For a moment, Marlanz didn't. Then he did, and his eyes got wide. "Mavrix?" He tried his best to imitate Gerin's flat, unemphatic tones, but didn't have much luck. "The Sithonian god of wine?" Calm crumbled into astonishment: "You've got a god's get here, lord king?"
"Yes, the little bastard," Gerin said, which, in dealing-or trying to deal-with Ferdulf, had proved true in any number of ways.
Dagref plucked at his father's sleeve. "I brought you out here so you could do something about him," he said pointedly. "The last time he started going around up in the air this way, he piddled on all of us, and I wanted to see if we could keep that from happening again." The glare he gave the Fox said his father's reliability had just come down a peg for him.
"What exactly do you want me to do?" Gerin asked in some exasperation. "I can't lean a ladder against the air, the way I would against the palisade." He cast a cautious eye up toward Ferdulf's little pecker. Mavrix's get had divine powers and a four-year-old's sense of humor; the Fox was hard pressed to imagine a more terrifying combination.
Dagref took a deep breath. "If you don't come down from there this instant," he told Ferdulf, "none of the rest of us is going to play with you for a long time." His voice broke in the middle of the threat, so he didn't sound so fierce as he might have, but he did sound as if he meant what he said. He always sounded as if he meant what he said. He gestured to his comrades. Clotild and Blestar nodded. So did Maeva and Kor. And, a beat late, so did Geroge and Tharma.
"Oh, all right," Ferdulf said sulkily, sounding very much like his own father, who raised petulance to an art.
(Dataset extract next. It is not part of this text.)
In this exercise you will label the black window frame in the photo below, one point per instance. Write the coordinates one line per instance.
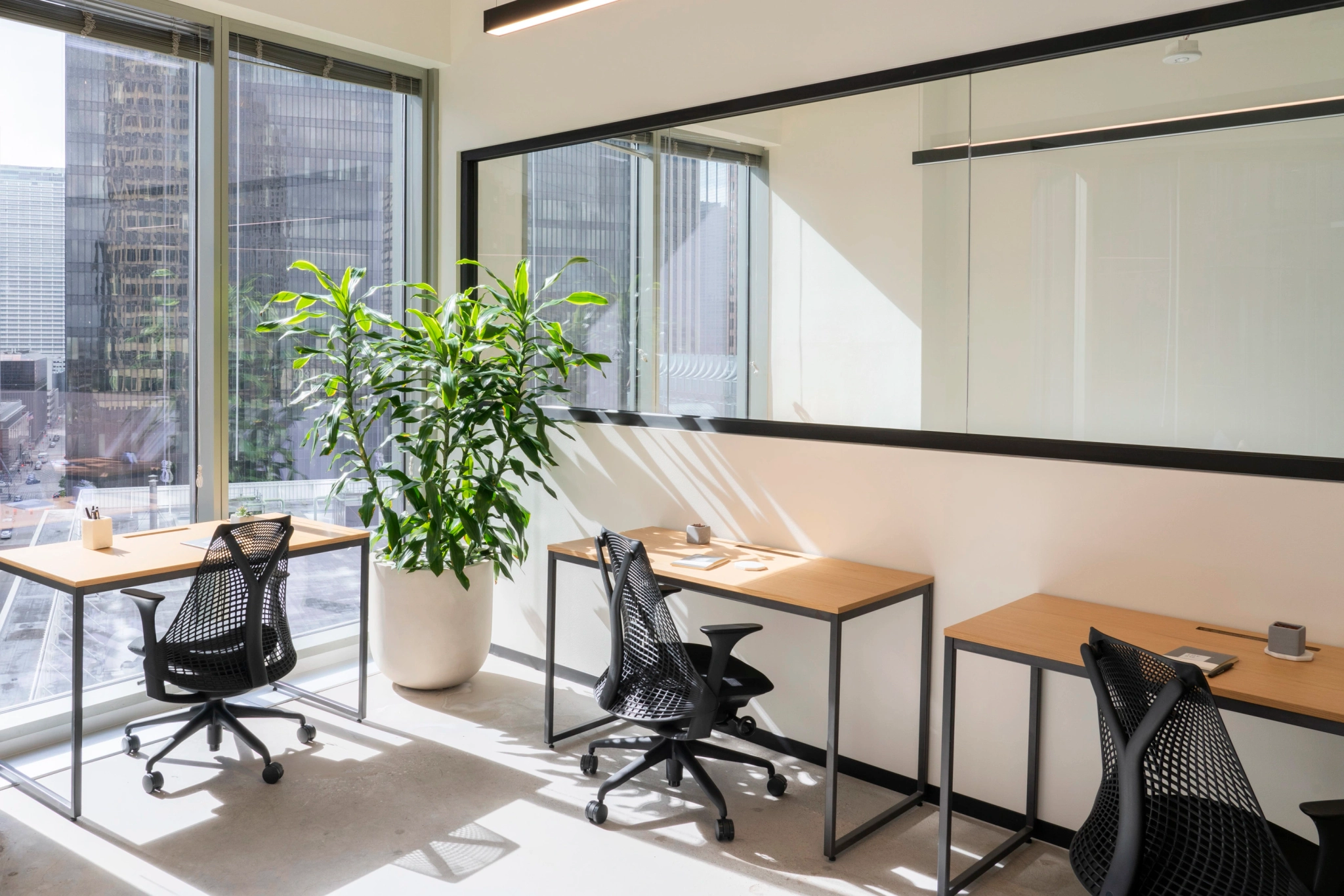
(1293, 466)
He came floating down and put his tunic back on.
"That was bravely done," Maeva said. She eyed Dagref with a thoughtful interest to which he as yet remained in large measure blind.
"That was bravely done," Gerin agreed; telling Ferdulf what to do took nerve. Well, his son had never lacked for that. Sense, possibly, but not nerve. The Fox went on, "But why did you call me when you could handle it by yourself?"
"I didn't know if that would work," Dagref answered, "and I thought you would have a better idea. When you didn't-" He raised one eyebrow, as Gerin might have done. You should have had a better idea, he said without words.
In a much more cautious voice than he'd used till now, Marlanz Raw-Meat asked, "What all can the little godlet do besides fly?"
"What all?" Gerin clapped a hand to his head, as if it ached. When he thought about Ferdulf, it soon did ache. "Who knows? I'll tell you this much: I went to see him as soon as I got word he'd been born, and he said hello to me in that same voice you heard him use now. Life hasn't been dull since, believe me."
"Is his mother a goddess, too, or a demon, or-?" Marlanz fell silent, seeming to guess how little he could guess.
Gerin's smile was ironic. "I told you, his mother's name is Fulda. She still lives down in the village close to the keep here. She has a pretty face and a ripe body, which is why I used her when I was summoning Mavrix against the Gradi-which, in case you're wondering, was a good idea that didn't work. Ferdulf listens to her when he feels like it and ignores her the rest of the time, which is about what he does for everybody else."
"You told me you'd summoned Mavrix the last time I came up here," Marlanz said, remembering. "You didn't tell me he'd got a woman with child."
"Ferdulf hadn't been born then," the Fox answered. "I didn't know then what I'd get. For that matter, I still don't know what I have. Why don't we go back to the great hall and have another jack of ale, and we can talk some more about it?"
"Good enough, lord king." Marlanz hurried back to the hall, as if he feared Ferdulf and was trying to conceal it from everyone, especially from himself.